I plan to train ELMo or Bert model from scratch based on data(notes typed by people) on hand. The data I have now is all typed by different people. There are problems with spelling, formatting, and inconsistencies in sentences. After read the ELMo and Bert papers, I know that both models use a lot of sentences like from Wikipedia. I haven't been able to find any processed training samples or any preprocessing tutorial for Emlo or Bert model. My question is:

  • Does the Bert and ELMo models have standard data preprocessing steps or standard processed data formats?
  • Based on my existing dirty data, is there any way to preprocess this data so that the resulting word representation is more accurate?

Answer

Denis Gordeev picture Denis Gordeev · Mar 1, 2019

Bert uses WordPiece embeddings which somewhat helps with dirty data. https://github.com/google/sentencepiece

Also Google-Research provides data preprocessing in their code. https://github.com/google-research/bert/blob/master/tokenization.py

Default Elmo implementation takes tokens as the output (if you provide an untokenized string, it will split it on spaces). Thus spelling correction, deduplication, lemmatization (e.g. as in spacy https://spacy.io/api/lemmatizer), separating tokens from punctuation and other standard preprocessing methods may help.

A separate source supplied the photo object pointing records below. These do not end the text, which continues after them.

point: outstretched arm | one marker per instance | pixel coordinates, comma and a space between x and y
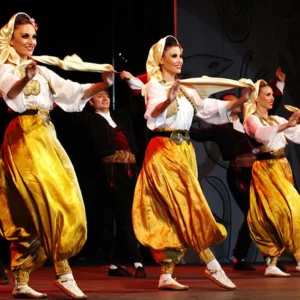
18, 87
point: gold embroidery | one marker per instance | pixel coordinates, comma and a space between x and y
269, 120
33, 87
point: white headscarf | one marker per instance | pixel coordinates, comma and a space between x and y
154, 57
250, 105
7, 52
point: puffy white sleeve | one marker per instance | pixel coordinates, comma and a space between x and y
154, 94
135, 83
68, 94
292, 133
210, 110
263, 134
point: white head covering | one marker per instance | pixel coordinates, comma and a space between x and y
250, 105
7, 52
154, 57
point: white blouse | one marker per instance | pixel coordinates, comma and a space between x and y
210, 110
68, 94
269, 135
108, 118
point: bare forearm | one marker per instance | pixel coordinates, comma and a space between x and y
235, 103
160, 108
17, 88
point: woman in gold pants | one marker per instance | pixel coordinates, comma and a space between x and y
42, 212
170, 212
274, 215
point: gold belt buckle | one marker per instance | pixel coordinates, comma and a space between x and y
178, 137
44, 116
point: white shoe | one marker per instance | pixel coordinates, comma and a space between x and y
171, 284
220, 278
69, 286
275, 272
25, 291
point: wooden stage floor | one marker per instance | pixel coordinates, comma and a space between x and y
94, 281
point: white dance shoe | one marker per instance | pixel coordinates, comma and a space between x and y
70, 287
220, 278
26, 292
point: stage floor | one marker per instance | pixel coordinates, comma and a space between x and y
94, 281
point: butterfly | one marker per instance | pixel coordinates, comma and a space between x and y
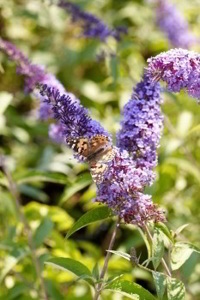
97, 151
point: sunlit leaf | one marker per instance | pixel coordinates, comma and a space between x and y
180, 229
175, 289
94, 215
11, 260
130, 289
42, 231
180, 253
121, 254
38, 175
16, 291
187, 166
74, 266
160, 283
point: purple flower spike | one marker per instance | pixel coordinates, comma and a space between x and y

You may check standard ways to preprocess text in the NLTK package. https://www.nltk.org/api/nltk.tokenize.html (for example Twitter tokenizer). (Beware that NLTK is slow by itself). Many machine learning libraries provide their basic preprocessing (https://github.com/facebookresearch/pytext https://keras.io/preprocessing/text/)

You may also try to experiment and provide bpe-encodings or character n-grams to the input.

It also depends on the amount of data that you have; the more data you have, the less is the benefit of preprocessing (in my opinion). Given that you want to train Elmo or Bert from scratch, you should have a lot of data.